Compare against thresholds immediately:

```
Baseline recorded — {scenario name}
  p50:   {value}ms   threshold: {threshold}ms  {✓ or ⚠}
  p95:   {value}ms   threshold: {threshold}ms  {✓ or ⚠}
  p99:   {value}ms   threshold: {threshold}ms  {✓ or ⚠}
  errors: {value}%   threshold: {threshold}%   {✓ or ⚠}
```

If any threshold exceeded at baseline: "Baseline is already above threshold for {metric}. Consider updating the threshold to reflect reality, or filing a performance issue."

---

## Benchmark Record

Arguments: `benchmark record`

Same as baseline record but `type: benchmark`. Saved to results array and timestamped file. Does not replace the baseline.

---

## Compare

Load all scenarios with at least one benchmark result after the baseline.

For each scenario:

```
{scenario name} — {date of latest run}
─────────────────────────────────────────
         Baseline    Latest    Delta    Threshold
p50      120ms       130ms     +8%      200ms  ✓
p95      310ms       340ms     +10%     500ms  ✓
p99      450ms       520ms     +16%     1000ms ✓
errors   0.0%        0.1%      +0.1pp   0.1%   ✓
```

Flag regressions: any metric that increased >10% from baseline, or any metric above threshold.
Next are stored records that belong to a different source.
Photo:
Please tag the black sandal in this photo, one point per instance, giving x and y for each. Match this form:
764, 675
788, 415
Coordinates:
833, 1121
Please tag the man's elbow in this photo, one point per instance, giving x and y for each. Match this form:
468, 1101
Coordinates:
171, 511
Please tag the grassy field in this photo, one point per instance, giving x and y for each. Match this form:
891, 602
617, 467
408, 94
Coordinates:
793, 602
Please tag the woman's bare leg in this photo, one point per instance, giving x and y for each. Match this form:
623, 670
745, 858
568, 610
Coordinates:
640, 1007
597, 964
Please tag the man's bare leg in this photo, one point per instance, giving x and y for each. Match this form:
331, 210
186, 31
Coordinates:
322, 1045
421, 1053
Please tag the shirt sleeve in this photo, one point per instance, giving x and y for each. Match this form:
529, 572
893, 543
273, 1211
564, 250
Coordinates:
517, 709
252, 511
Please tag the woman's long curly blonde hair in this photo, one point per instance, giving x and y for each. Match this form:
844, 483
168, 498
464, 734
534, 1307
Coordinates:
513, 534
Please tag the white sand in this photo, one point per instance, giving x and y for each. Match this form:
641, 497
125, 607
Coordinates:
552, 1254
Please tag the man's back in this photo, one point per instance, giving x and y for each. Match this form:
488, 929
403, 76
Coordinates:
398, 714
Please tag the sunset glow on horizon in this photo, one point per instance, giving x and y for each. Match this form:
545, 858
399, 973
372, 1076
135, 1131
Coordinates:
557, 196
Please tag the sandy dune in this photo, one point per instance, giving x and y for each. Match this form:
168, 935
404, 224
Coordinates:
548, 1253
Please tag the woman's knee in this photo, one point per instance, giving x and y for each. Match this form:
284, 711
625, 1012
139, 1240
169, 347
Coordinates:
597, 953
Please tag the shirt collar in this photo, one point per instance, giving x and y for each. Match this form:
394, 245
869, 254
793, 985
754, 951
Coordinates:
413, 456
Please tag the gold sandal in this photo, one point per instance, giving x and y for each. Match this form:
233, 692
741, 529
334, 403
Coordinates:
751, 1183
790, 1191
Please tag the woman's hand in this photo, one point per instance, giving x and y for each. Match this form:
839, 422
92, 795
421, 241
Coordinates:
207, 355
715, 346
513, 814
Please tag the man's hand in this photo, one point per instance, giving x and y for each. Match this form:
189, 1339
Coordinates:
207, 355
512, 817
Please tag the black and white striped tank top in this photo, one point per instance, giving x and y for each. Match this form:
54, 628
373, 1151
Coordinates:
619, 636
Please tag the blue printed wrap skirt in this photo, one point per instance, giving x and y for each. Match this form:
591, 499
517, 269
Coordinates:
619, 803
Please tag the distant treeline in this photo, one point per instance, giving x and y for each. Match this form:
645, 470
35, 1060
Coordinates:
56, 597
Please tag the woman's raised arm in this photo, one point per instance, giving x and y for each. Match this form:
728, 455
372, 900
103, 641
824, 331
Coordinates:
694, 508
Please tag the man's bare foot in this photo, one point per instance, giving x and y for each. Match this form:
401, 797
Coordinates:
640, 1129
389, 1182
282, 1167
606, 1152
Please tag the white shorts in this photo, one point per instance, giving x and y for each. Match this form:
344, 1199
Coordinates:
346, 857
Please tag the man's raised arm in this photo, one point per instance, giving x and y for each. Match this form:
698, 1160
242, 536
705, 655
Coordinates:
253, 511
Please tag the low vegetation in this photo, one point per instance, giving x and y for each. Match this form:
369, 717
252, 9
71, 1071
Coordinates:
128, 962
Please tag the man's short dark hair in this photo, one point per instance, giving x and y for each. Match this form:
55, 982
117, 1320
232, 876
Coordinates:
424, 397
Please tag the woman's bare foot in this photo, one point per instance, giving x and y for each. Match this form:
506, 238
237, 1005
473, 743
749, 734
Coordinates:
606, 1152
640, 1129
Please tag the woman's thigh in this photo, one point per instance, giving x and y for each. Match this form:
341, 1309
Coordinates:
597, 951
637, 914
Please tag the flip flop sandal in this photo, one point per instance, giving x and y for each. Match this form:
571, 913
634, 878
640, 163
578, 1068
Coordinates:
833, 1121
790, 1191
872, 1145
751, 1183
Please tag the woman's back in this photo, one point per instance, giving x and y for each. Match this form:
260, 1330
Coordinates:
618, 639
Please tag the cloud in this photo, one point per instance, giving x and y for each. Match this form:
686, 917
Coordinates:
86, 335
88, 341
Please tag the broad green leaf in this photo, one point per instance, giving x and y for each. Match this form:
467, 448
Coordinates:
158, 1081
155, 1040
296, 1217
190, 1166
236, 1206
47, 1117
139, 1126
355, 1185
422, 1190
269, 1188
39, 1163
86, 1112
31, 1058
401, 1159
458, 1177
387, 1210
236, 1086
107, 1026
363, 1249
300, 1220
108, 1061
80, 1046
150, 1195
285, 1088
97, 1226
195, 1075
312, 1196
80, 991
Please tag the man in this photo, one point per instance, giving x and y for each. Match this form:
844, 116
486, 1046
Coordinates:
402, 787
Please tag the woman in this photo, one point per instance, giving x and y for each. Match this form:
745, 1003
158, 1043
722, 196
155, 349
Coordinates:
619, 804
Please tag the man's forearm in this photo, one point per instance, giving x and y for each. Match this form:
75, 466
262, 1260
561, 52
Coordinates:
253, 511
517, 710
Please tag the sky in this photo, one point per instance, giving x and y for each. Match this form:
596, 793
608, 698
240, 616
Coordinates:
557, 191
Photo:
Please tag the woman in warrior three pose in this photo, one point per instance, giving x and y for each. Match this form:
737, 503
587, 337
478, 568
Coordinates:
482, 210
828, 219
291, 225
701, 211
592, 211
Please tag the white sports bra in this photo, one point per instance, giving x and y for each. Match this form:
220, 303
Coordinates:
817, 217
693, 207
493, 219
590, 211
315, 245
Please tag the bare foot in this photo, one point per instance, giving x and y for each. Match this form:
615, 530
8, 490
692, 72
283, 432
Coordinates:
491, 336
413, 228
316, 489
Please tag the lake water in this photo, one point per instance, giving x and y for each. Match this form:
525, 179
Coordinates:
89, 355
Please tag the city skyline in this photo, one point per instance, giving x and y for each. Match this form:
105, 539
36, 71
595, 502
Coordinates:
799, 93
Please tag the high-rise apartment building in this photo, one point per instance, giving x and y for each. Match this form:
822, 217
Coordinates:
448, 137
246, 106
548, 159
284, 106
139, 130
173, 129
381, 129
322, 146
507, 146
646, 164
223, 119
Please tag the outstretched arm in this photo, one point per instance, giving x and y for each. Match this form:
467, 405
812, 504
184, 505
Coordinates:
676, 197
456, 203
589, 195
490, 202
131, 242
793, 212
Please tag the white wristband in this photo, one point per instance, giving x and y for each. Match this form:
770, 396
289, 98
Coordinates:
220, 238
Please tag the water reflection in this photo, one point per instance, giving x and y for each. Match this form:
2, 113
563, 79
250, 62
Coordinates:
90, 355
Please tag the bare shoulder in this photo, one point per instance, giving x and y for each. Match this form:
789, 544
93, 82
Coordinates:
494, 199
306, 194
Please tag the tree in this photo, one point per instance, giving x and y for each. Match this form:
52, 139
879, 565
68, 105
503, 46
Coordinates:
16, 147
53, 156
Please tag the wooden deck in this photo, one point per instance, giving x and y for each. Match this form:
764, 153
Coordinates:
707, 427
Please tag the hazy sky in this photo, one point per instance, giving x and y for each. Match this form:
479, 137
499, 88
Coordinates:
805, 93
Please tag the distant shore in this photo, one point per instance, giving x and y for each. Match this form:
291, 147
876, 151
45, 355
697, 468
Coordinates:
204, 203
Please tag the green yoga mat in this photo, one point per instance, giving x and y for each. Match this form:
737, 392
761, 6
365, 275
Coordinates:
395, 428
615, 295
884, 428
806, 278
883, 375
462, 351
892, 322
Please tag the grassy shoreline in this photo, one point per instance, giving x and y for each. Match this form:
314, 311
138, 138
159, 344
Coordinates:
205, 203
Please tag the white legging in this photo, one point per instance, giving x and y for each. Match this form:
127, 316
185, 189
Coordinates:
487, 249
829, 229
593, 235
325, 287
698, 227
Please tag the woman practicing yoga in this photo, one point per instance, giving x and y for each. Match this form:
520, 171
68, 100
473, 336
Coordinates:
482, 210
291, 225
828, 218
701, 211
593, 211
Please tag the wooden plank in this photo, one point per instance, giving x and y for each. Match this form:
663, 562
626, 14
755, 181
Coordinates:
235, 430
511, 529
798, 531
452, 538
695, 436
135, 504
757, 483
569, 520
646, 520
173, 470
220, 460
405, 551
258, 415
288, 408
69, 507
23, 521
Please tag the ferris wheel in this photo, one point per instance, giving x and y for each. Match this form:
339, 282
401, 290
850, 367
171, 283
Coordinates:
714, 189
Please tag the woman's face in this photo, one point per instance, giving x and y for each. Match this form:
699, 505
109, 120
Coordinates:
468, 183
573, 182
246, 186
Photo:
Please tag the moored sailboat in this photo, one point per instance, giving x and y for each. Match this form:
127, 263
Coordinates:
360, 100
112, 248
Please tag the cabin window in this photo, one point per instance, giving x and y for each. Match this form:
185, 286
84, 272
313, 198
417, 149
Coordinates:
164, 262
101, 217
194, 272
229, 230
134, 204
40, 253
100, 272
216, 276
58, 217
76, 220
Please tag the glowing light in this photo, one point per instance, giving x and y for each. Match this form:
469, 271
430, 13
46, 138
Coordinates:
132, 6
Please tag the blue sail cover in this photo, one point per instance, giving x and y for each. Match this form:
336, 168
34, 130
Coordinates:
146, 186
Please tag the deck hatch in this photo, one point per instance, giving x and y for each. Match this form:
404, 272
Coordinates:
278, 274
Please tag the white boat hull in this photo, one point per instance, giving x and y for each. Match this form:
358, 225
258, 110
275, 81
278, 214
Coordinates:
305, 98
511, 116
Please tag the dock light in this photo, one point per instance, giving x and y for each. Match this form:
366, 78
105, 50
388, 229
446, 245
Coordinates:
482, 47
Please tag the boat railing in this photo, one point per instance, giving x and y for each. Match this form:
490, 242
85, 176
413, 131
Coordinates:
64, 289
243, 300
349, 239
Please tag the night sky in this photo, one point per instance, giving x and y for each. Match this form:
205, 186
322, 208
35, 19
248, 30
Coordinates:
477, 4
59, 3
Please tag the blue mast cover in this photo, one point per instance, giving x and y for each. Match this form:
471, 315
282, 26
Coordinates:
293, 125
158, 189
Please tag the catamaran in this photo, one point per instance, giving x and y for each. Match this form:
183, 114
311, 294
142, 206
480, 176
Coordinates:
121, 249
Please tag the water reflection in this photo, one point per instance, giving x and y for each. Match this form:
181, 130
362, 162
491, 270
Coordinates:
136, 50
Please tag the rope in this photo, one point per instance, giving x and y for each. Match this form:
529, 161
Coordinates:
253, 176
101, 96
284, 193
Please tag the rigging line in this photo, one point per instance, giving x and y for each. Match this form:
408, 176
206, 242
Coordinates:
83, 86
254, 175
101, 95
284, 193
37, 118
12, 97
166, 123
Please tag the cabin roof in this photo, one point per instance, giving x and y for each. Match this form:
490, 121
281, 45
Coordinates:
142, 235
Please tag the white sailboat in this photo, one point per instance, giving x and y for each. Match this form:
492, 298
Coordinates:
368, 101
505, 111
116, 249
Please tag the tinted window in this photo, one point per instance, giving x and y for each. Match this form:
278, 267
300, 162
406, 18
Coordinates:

If a regression is detected: "Regression detected in {scenario}: {metric} increased {delta}. File a performance issue?"

On yes:

```bash
_sc_hooks="${CLAUDE_PLUGIN_ROOT:+${CLAUDE_PLUGIN_ROOT}/hooks}"; _sc_hooks="${_sc_hooks:-$HOME/.claude/hooks/sweetclaude}"; source "${_sc_hooks}/sc-artifact.sh"
sc_artifact_create issue '{
  "title": "Performance regression: <scenario> — <metric> +<delta>",
  "type": "bug",
  "status": "backlog",
  "priority": "sooner",
  "description": "Baseline: <baseline>\nLatest: <latest>\nDelta: <delta>\nThreshold: <threshold>",
  "tags": ["performance"]
}'
```

---

## Threshold Set

Arguments: `threshold set <scenario>`

Load current thresholds. Ask for updates. Write back to performance.yaml. Confirm.

---

## Rules

- A baseline is required before regressions can be detected. Surface this clearly: "No baseline for {scenario} — record one before this comparison is meaningful."
- p99 matters more than p50 for user experience. If p50 is fast but p99 is slow, the system has a tail problem — name it.
- Environment and conditions must be recorded with every benchmark. A 2x improvement that reflects a larger instance is not a code improvement.
- Threshold violations at baseline don't invalidate the baseline — they are a signal. The baseline is what the system does, not what you want it to do.
- This skill tracks results. It does not run load tests. Pair it with k6, Locust, wrk, or equivalent.